Maybe Overuse, Stories About Error Information Loss

Posted on January 17, 2021 by Robert Peszek
Last Modified on February 17, 2021
Revision History:

Motivating References:

I was very happy to find Michael Snoyman’s Haskell The Bad Parts series.
I was also motivated by Elementary Programming post (reddit).

Similar: reddit data_maybe_harmful

This post is Haskell specific.
This post treats the term error colloquially, it does not distinguish between exceptions and errors. In particular, error information loss refers to exceptions not errors.

Nutshell

Maybe is the functional answer to null - the billion dollar mistake. I claim that using Maybe can still be problematic.

IMO Maybe is often overused. I have started to question the use of Maybe every time I see it in the code base I maintain. The result is either accepting its usage or rewriting the code to use Either. This approach has been effective in creating more robust code. I am not claiming that Maybe has no place in a well written code, only that its use should be closely examined.
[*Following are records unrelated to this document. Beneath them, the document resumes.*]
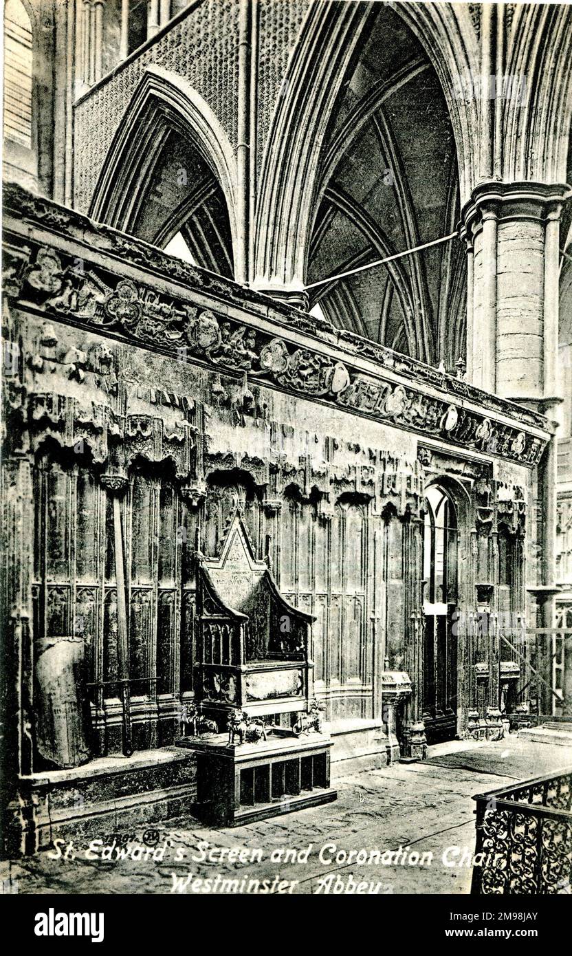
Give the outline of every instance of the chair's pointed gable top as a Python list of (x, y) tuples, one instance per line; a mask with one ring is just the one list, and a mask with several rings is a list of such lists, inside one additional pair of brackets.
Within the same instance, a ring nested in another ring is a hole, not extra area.
[(262, 575), (266, 570), (265, 561), (256, 558), (240, 508), (236, 509), (229, 519), (219, 557), (205, 557), (202, 564), (210, 572), (248, 570)]

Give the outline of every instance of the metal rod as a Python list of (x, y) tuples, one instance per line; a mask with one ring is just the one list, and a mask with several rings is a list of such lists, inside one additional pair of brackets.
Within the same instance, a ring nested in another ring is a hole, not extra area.
[(388, 255), (385, 259), (376, 259), (375, 262), (367, 263), (365, 266), (358, 266), (357, 269), (350, 269), (348, 272), (340, 272), (339, 275), (328, 275), (327, 279), (320, 279), (319, 282), (311, 282), (305, 289), (317, 289), (318, 286), (325, 286), (327, 282), (335, 282), (337, 279), (345, 279), (348, 275), (355, 275), (356, 272), (363, 272), (366, 269), (374, 269), (375, 266), (383, 266), (385, 262), (392, 262), (393, 259), (401, 259), (404, 255), (411, 255), (412, 252), (420, 252), (421, 250), (429, 249), (430, 246), (438, 246), (439, 243), (449, 242), (451, 239), (458, 238), (457, 232), (451, 232), (448, 236), (440, 239), (433, 239), (431, 242), (423, 243), (422, 246), (414, 246), (413, 249), (407, 249), (404, 252), (395, 252), (394, 255)]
I have seen brilliant code that has been hard to maintain because of its overuse of Maybe. This post shares a perspective of someone who maintains a complex Haskell code base.
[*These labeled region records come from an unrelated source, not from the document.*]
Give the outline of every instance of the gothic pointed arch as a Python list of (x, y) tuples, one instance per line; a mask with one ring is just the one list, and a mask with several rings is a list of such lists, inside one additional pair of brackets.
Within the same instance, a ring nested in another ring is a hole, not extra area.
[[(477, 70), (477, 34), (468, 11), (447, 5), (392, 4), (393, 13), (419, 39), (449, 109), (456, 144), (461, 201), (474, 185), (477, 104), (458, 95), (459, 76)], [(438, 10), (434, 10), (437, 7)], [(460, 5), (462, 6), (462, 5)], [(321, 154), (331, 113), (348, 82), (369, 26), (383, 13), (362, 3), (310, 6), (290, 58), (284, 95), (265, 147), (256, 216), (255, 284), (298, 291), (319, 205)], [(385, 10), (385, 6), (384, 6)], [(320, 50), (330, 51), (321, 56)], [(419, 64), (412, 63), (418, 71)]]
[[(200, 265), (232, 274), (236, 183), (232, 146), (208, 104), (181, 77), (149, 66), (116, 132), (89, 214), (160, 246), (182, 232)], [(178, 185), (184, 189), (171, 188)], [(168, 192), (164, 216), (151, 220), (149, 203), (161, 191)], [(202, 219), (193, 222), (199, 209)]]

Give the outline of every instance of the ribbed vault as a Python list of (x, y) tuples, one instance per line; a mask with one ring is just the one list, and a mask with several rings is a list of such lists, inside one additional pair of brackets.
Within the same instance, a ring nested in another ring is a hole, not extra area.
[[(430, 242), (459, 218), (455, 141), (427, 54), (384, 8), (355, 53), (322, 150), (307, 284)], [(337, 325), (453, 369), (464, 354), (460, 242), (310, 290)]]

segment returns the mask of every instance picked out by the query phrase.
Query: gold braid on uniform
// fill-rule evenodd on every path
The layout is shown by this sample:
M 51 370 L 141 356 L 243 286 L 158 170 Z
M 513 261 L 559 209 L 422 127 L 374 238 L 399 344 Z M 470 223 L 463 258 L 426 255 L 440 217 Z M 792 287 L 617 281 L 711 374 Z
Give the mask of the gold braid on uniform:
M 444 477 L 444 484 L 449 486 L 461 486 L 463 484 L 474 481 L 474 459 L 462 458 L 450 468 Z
Maybe improves over null. But it does not supersede it. Languages that have null also have easy access to logging, stack traces etc.

Maybe typically represents data that can be missing or a computation that can result in an unknown error.
What you typically care about is what data is missing and what is the error.

Code correctness, reasoning about code are, arguably, the defining aspects of FP. Reasoning about code typically refers to some advanced use of the type system or formal methods. IMO “reasoning about code” should start with reasoning about errors and corner cases (like missing data). This is why the use of Maybe needs to be examined and questioned. In my experience this aspect of reasoning about code is often overlooked.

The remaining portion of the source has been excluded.